Libra carried cargo among the New Hebrides, Solomons, and Marshalls until June 1944, when she prepared for the assault on Guam. Arriving off Guam from Eniwetok on 21 July, she quickly discharged heavy equipment for the 3rd Marines on the Asan beaches, then sailed for San Francisco, arriving from Pearl Harbor on 19 August.

====Leyte====
Overhauled, Libra sailed from San Francisco on 20 October for Milne Bay, New Guinea, and Manus, where she readied for the Lingayen Gulf landings. She entered the Gulf on 11 January 1945, off-loaded her vital cargo, and sailed for Leyte, Ulithi, and Guam. Her final amphibious operation was the Battle of Iwo Jima, off which she arrived 19 February. For two weeks she maneuvered off the volcanic beaches, avoiding enemy shore batteries as she landed marine combat gear. For the remainder of the war, Libra carried cargo from Noumea to Leyte and intermediate ports.

===Post World War II===
In the first of her post-war cargo runs supporting the occupation of Japan, she entered Tokyo Bay on 2 September. Duty complete by 21 November, Libra steamed for Seattle, arriving 30 November.

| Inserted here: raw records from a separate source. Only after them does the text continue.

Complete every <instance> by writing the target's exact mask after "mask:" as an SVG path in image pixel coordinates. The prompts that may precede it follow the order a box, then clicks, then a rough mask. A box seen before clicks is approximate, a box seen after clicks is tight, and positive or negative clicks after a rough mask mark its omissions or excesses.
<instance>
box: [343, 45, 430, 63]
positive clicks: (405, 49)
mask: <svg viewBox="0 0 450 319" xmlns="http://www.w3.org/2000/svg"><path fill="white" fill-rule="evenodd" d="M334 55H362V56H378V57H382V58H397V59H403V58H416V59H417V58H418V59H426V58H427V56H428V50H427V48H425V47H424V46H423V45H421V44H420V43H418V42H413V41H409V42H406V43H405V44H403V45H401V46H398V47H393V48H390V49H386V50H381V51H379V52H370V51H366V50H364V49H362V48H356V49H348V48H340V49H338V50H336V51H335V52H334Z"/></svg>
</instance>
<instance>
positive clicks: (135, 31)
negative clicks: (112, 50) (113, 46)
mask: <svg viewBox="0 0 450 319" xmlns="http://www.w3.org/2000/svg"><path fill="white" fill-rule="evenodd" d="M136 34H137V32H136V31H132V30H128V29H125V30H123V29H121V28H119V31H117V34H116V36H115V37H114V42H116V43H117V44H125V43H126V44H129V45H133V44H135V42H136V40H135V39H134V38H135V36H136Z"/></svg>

Serving with the U.S. Pacific Fleet out of San Francisco for the next two years, Libra made four voyages to the western Pacific for essential cargo operations. She departed Guam on 6 October 1947 for Hawaii, the Panama Canal, and Boston, where she arrived on 26 November. Here she decommissioned on 19 April 1948 and entered the Atlantic Reserve Fleet.

===Korean War===
With the increased demand on cargo facilities brought on by the Korean War, Libra recommissioned 28 August 1950 to join the Amphibious Force, Atlantic Fleet, supporting its training operations along the east coast and in the Caribbean. She served in the Mediterranean with the 6th Fleet from 18 January to 12 May 1954, then trained reservists, sailing often with them to the Caribbean.

==Decommissioned==
Libra was decommissioned on 6 October 1955, to join the Reserve Fleet at James River Va., where she remained until transferred to the Maritime Administration in July 1964. The ship was redesignated LKA-12 (Amphibious Transport) on 1 January 1969. She entered the National Defense Reserve Fleet, struck from the Naval Vessel Register on 1 January 1977, and sold for scrapping on 17 April 1985.